All the appearances of happiness.
He put the truck in drive and he drove into the night thinking about his life. With the effortlessness with which he had arrived at this moment. I got drunk and killed somebody with my car. That was it. He had marveled at the stories he had heard from other inmates. At the complications they had fallen into. At the opportunities they were given for things to go right but then they went wrong and it seemed like it was mostly the fault of others. He didn’t have that story. I got drunk and killed somebody with my car. It was as basic a story as you could tell. He thought of her now like he had thought of her so many times. Sleeping between soft sheets. Sleeping in a silent peace or sometimes turning and reaching for him. Maybe it had happened before but he couldn’t imagine it now. Not after seeing that house. Those toys in the yard. He saw her sleeping and her dreams filled with sand castles and birthday cakes and dinner parties while his dreams were filled with hand grenades. Filled with things he didn’t want to see any longer. Filled with things he wished he could forget.

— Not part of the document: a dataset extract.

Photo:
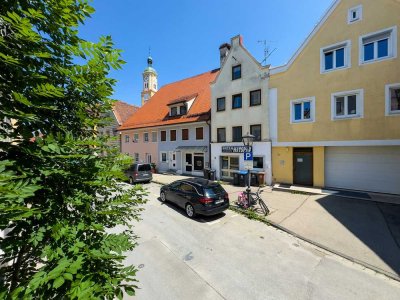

Back in McComb he drove along Delaware Avenue, serene and illuminated by streetlights. Two police cars sat parked next to one another in a pawn shop parking lot with the windows down, the cops talking to one another. He drove on past grocery stores and gas stations and he moved closer to downtown where the streets were lined with churches and he slowed when he came to the First Methodist Church with its high arches and brick steps and wooden steeple that made a wonderful shadow into the street in the afternoons. He hadn’t been a stranger to church or to God as he and his mother and father had gone every Sunday morning. His dad would drop him off at Sunday school and then he and Mom would sit on the seventh pew on the right side when his father joined them in the sanctuary for the service. Mom with her legs crossed and her Bible with LIZA GAINES inscribed on the bottom right of the front cover on her lap. Dad next to her in a black suit that matched all his ties and when Russell would get restless Mitchell would reach around his wife and pinch his ear and look down at him with serious eyes. Russell would then move and sit between his mother and father. His mom would pull a pen out of her purse and let him draw on the bulletin. That would keep him through the message and then they’d stand up and sing and the preacher would stand in front of the pulpit and ask for souls and sometimes one would come but most of the time not and then they’d walk out the front and Dad would shake hands with the preacher and the old men and then they’d go home and eat something with gravy.